Section 145(1) of the Companies Law (2016 Revision) (the “Law”) provides that every conveyance or transfer of property, or charge thereon, and every payment obligation and judicial proceeding, made, incurred, taken or suffered by any company in favour of any creditor at a time when the company is unable to pay its debts within the meaning of section 93 of the Law with a view to giving such creditor a preference over other creditors shall be invalid if made, incurred, taken or suffered within six (6) months immediately preceding the commencement of a liquidation.
Section 93 of the Law provides that a company shall be deemed to be unable to pay its debts if:
- it fails to comply with a statutory demand;
- the company fails to satisfy a judgment debt; or
- it is proven to the satisfaction of the Court that the company is unable to pay its debts.
Pursuant to section 100 of the Law, the compulsory winding up of a company is deemed to commence at the time of the presentation of the petition for the winding up or, in the case of a voluntary liquidation, at the time of the resolution or expiry of the relevant period or occurrence of an event provided by the company’s Articles of Association upon which the company is to be wound up.
It is important to note that a payment to a related party of a company shall be deemed to have been made with a view to giving a creditor a preference if made within the preceding period of six (6) months. Section 145(3) of the Law provides that a creditor shall be treated as a “related party” if it has the ability to control the company or exercises significant influence over the company in making financial and operating decisions.
Dispositions at an undervalue
Section 146(2) of the Law provides that every disposition of property made at an undervalue by or on behalf of a company with intent to defraud its creditors shall be voidable at the instance of its official liquidator. The official liquidator bears the burden of establishing an intent to defraud and no action may be brought under this section after six years following the date of the relevant disposition. A number of important definitions are set out in section 146(1):
“disposition” has the meaning ascribed in Part VI of the Trusts Law (2011 Revision);
“intent to defraud” means an intention to willfully defeat an obligation owed to a creditor;
“obligation” means an obligation or liability (which includes a contingent liability) which existed on or prior to the date of the relevant disposition;
“transferee” means the person to whom a relevant disposition is made and shall include any successor in title; and
“undervalue” in relation to a disposition of a company’s property means:
- the provision of no consideration for the disposition; or
- a consideration for the disposition the value of which in money or monies worth is significantly less than the value of the property which is the subject of the disposition.

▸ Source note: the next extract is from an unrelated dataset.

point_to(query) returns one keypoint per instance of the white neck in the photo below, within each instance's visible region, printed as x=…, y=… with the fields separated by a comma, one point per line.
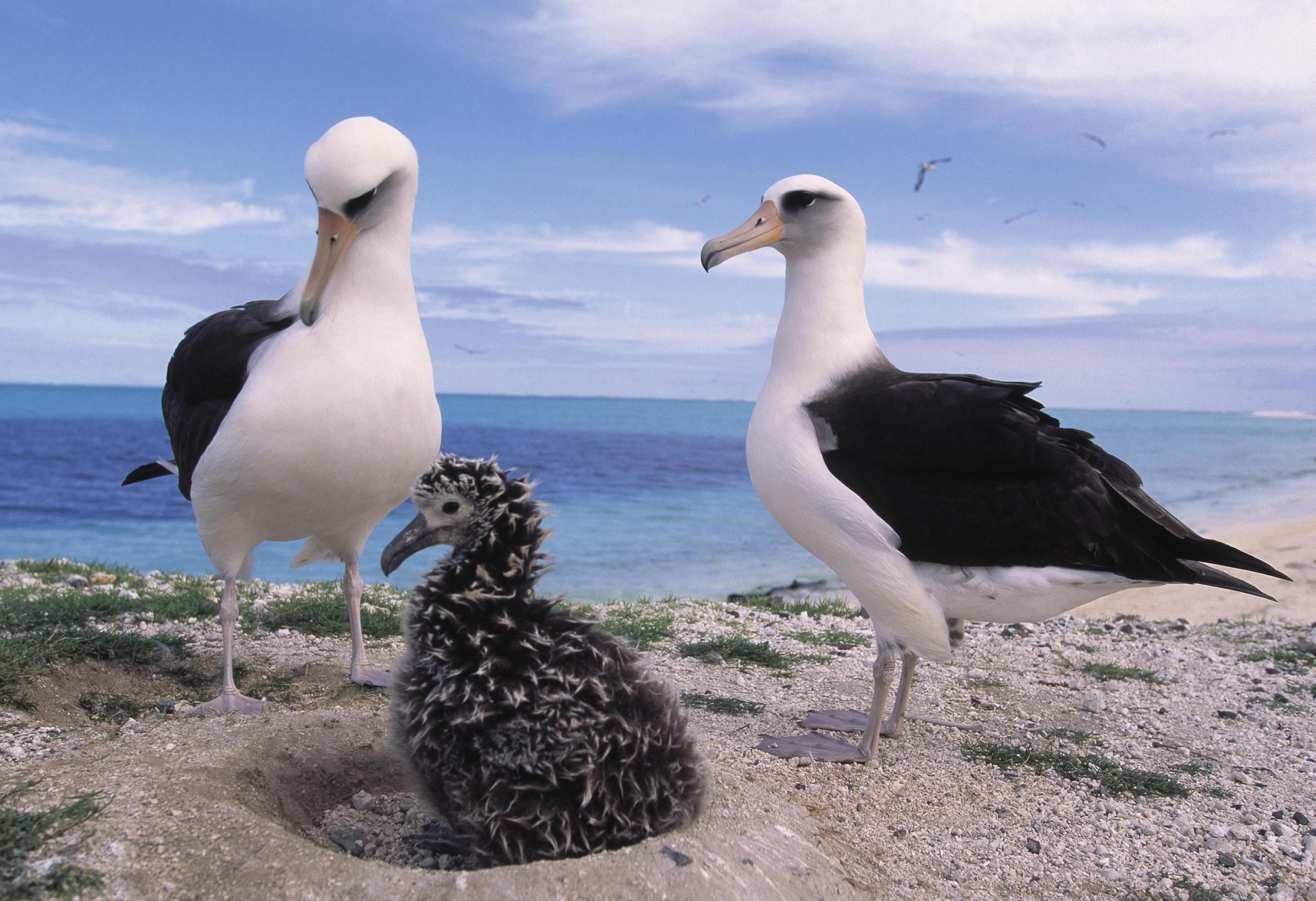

However, the rights of the transferee are subject to some protection. Pursuant to section 145(5) of the Law in the event that any disposition is set aside under this section and the Court is subsequently satisfied that the transferee has not acted in bad faith:
- the transferee shall have a first and paramount charge over the property which is the subject of the disposition, of an amount equal to the entire costs properly incurred by the transferee in the defence of the action or proceedings; and
- the relevant disposition shall be set aside subject to the proper fees, costs, pre-existing rights, claims and interests of the transferee (and of any predecessor transferee who has not acted in bad faith).
Pursuant to section 147 of the Law, if in the course of a winding up of a Cayman company it appears that any business of the company has been carried on with intent to defraud creditors of the company or creditors of any other person or for any fraudulent purpose the liquidator may apply to the Court for a declaration that any persons who were knowingly parties to the carrying on of the business in such a manner are liable to make such contributions, if any, to the company’s assets as the Court thinks proper.